- Directed by: Ronit Avni Julia Bacha
- Cinematography: Ronit Avni Julia Bacha Mickey Elkeles Labib Jazmawi
- Edited by: Julia Bacha
- Music by: Kareem Roustom
- Release date: 2006;
- Running time: 85 minutes
- Country: United States
- Languages: Arabic English Hebrew
- Budget: $300,000

= Encounter Point =

Encounter Point is a film directed by Ronit Avni and Julia Bacha. It depicts different families that have been affected by the violence in Israel between Israelis and Palestinians. In this film, Just Vision, a non-profit organization, follows these families for 16 months. It begins this journey by documenting the ongoing troubles between the Israelis and Palestinians. The team conducted 475 preliminary interviews and did two years of research before embarking on this 16-month journey. The crew traveled throughout Israel, from Tel Mond, Tulkarem, Hebron, and Haifa. These parents and loved ones have been attempting to end the violence by joining, or beginning their own peace organizations and awareness campaigns.

==Plot==

One mother that is introduced early on in the film is Robi Damelin. Damelin’s son David was a soldier in the Israeli army that had been shot by a sniper while working at a checkpoint. The soldiers had been sent to protect an Israeli settlement on Palestinian territory. After learning of her son's loss, Damelin joined the Bereaved Families Forum, where she was able to meet other Palestinian and Israeli families that had been through the same losses. There she worked closely with the families from different backgrounds and began to advocate peace between Palestinians and Israelis. She continues to work for an end to the conflict.

The production team also follows Ali Abu Awwad to examine his stance on non-violence. After being shot in his lower body by an Israeli settler he was sent to Saudi Arabia for medical treatment. While healing in Saudi Arabia, Ali’s brother Yusef had been killed by an Israeli militant. After the news of his brother's death Ali Abu Awwad teamed up with the Bereaved Families Forum to work with Israelis and Palestinians who together campaigned for non-violence.

Shlomo Zagman, who grew up in an Israeli settlement most of his life is another character in the documentary. Along with the settlers from his hometown, Shlomo, and other Israeli settlers, are extremists that believe that all Palestinians should be deported to the neighboring Arab countries. The movie illuminates this point as we see how Shlomo and his wife transform, despite the meandering resistance of his parents and hometown, to become founding members of the Realistic Religious Zionism group.

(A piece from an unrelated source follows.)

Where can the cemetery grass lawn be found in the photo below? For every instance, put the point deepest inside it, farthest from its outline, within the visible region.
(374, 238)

Subsequently, Shlomo tries to encourage the people of his hometown, as well as other settlements, to withdraw from these Occupied Territories and convince them that the persistence of these settlements will be detrimental to Israel.

==Cast==
- Ali Abu Awwad
- Robi Damelin
- Sami Al Jundi
- George Sa'adeh
- Tzvika Shahak
- Shlomo Zagman

==Crew==
- Ronit Avni (Producer, Director)
- Nahanni Rous (Producer)
- Julia Bacha (Co-Director, Writer, Editor)
- Joline Makhlouf (Producer).

== Making of the film ==

Ronit Avni (Encounter Point director) and Julia Bacha (Encounter Point co-director) worked together to make this film. Avni founded Just Vision, the nonprofit organization that created the film, in 2004 to amplify the work of Palestinians and Israelis working to end the occupation and build a future of freedom, dignity and equality. The film followed years of research into grassroots organizing in Israel and Palestine. Bacha, who is originally from Brazil, previously co-wrote and edited Control Room, a documentary about the coverage of the Iraq war. Bacha came to New York City from Brazil in 1998 to study Middle Eastern History at Columbia University.

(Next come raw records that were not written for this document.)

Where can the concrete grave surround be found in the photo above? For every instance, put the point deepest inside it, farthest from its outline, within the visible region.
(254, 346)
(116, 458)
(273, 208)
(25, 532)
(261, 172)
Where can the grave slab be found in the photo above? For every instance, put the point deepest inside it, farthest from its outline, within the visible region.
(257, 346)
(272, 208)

== Awards and acknowledgments ==

Encounter Point has won various awards in several countries.
- Audience Award winner for best documentary film in 2006 at the San Francisco International Film Festival
- Best Musical Score in the 2006 BendFilm Festival
- Rencontres Film Festival’s Audience Award winner for Best Documentary Film in 2006
- Spirit of Freedom Award in the Bahamas International Film Festival in 2006
- Winner of the Docupolis Award for Best First Documentary
- Grand Jury Prize for Best Documentary at the São Paulo Jewish Film Festival
- The film was also part of the Official Selection in the Jerusalem Film Festival, the Dubai Film Festival and the Tribeca Film Festival. Encounter Point was screened at the Boston Independent film festival on April 29, and the Harrisburg film festival in PA on May 5.